映画『年少日記』は2025年6月6日(金)より新宿武蔵野館ほか全国公開

映画『年少日記』が2025年6月6日(金)より新宿武蔵野館ほか全国公開されます。

“痛み”と“後悔”を背負い続けた、ある教師の少年時代の記憶を辿る感涙作です。監督は本作が長編デビューとなるニック・チェクで、第60回金馬奨で観客賞と最優秀新人監督賞を、第17回アジア・フィルム・アワードでは最優秀新人監督賞を受賞しました。

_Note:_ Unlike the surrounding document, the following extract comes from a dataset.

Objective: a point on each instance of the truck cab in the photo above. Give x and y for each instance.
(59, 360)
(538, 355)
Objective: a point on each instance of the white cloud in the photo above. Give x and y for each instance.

主演は監督としても活躍するロー・ジャンイップが務めます。

ある家族の苦しみを描き、そこから社会全体に通じる人間関係の愚かな構図まで感じさせる秀作です。深く心に刺さる傑作の魅力をご紹介します。

映画『年少日記』の作品情報


ALL RIGHTS RESERVED (C)2023 ROUNDTABLE PICTURES LIMITED

【公開】
2025年(香港映画)

【監督・脚本】
ニック・チェク

【キャスト】
ロー・ジャンイップ、ロナルド・チェン、ショーン・ウォン

【作品概要】
痛みと後悔を抱える高校教師が少年時代の日記をきっかけに記憶をたどっていく姿を描くドラマ。苛烈な競争社会において子どもが受けるプレッシャーや家庭内暴力など社会問題に切り込み、痛切な現実と苦しみを浮き彫りにします。

監督は本作が長編デビューとなるニック・チェク。巧みな脚本と構成が高く評価され、第60回金馬奨で観客賞と最優秀新人監督賞を、第17回アジア・フィルム・アワードでは最優秀新人監督賞を受賞しました。

主演は『ある殺人、落葉のころに』(2021)などに出演し、監督・撮影監督としても活躍するロー・ジャンイップ。

映画『年少日記』のあらすじ

高校教師のチェンが勤める学校で、自殺をほのめかす遺書が見つかります。そこに書かれていた「私はどうでもいい存在だ」という言葉は、幼少期の日記に綴られたものと同じでした。

彼は遺書を書いた生徒を捜索するうちに、閉じていた日記をめくりながら自身の幼少期の辛い記憶をよみがえらせていきます。それは、弁護士で厳格な父のもとで育った兄弟の記憶でした。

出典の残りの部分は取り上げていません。